The Métiers d’Art Élégance Sartoriale line consists of five men’s timepieces with dials that combine guilloché engraving with translucent colored enamel to create patterns inspired by traditional men’s wear fabrics: Prince of Wales check, herringbone, windowpane, pinstripe and tartan.

Colors range from discreet blue, gray and lavender to raspberry red and golden beige. The hours and minutes are displayed on a cream subdial that features patterns drawn from silk pocket squares and ties. Customers can choose to buy the watch with shirt buttons in matching motifs.

“What we are seeing today is a real revival of masculine elegance and what is interesting to note is that many young people are interested in that,” said Christian Selmoni, artistic director at Vacheron Constantin.

He noted the watchmaker usually deploys its métier d’art skills — guilloché, etching, enamel and gem-setting — on ladies’ watches.

“It was a delicate process arriving at a collection that is resolutely masculine while incorporating artistic crafts and colors that are perhaps more commonly linked to a feminine universe,” Selmoni added. “You have to find a balance between elegance, refinement and sophistication, and the flamboyance that comes from the use of guilloché and enamel.”

The five watches will be produced in a limited edition of 12 each, priced at 57,600 euros, or $63,000 at current exchange.

Vacheron Constantin has joined forces with Italian wool mill Vitale Barberis Canonico to present the timepieces, with another event scheduled at its New Bond Street boutique during London Craft Week in early May.

Julien Marchenoir, strategy and heritage director at Vacheron Constantin, noted the two companies had a combined history spanning more than 600 years. The watchmaker was founded in 1755, while Vitale Barberis Canonico has existed since 1663 and is now run by the 13th generation of the founding family.

“Each client of a watch from the collection will be able to receive the fabric to make a custom-made suit with a tailor of his choice,” he said. “In that way, we wish to initiate more and more people to that kind of approach of bespoke tailoring and sartorial elegance.”

Selmoni said he saw a growing convergence between timepieces and fashion.

“I think we’re going to see more and more of this, and not only on the women’s side. Beyond that, I believe we are living through a very interesting period where gender diversity is more and more real. The boundaries between men’s and women’s watches are blurring,” he remarked.

Vacheron Constantin is training a spotlight on other crafts by supporting the exhibition “L’Empreinte du Geste,” running at the Musée des Arts Décoratifs here until Sunday. It features 18 artisans who will be on-site to show their work and share their know-how with visitors.
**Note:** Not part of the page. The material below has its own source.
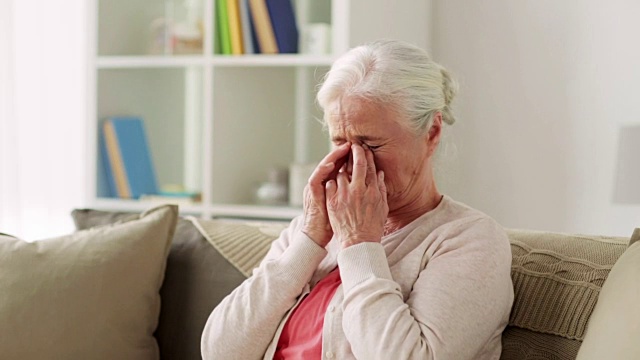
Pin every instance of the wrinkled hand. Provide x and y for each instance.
(358, 206)
(316, 219)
They include jewelry designer Florie Dupont; textile designer Judith Bourdin; graphic artists Célia Casal and Florian Aviet, and artist Mathias Kiss, who recently collaborated with jeweler Boucheron and has work on show at the Palais de Tokyo contemporary art museum.

Vacheron Constantin is hosting a pop-up store at the Arts Décoratifs and supporting projects for various artisans on crowdfunding platform Kiss Kiss Bank Bank.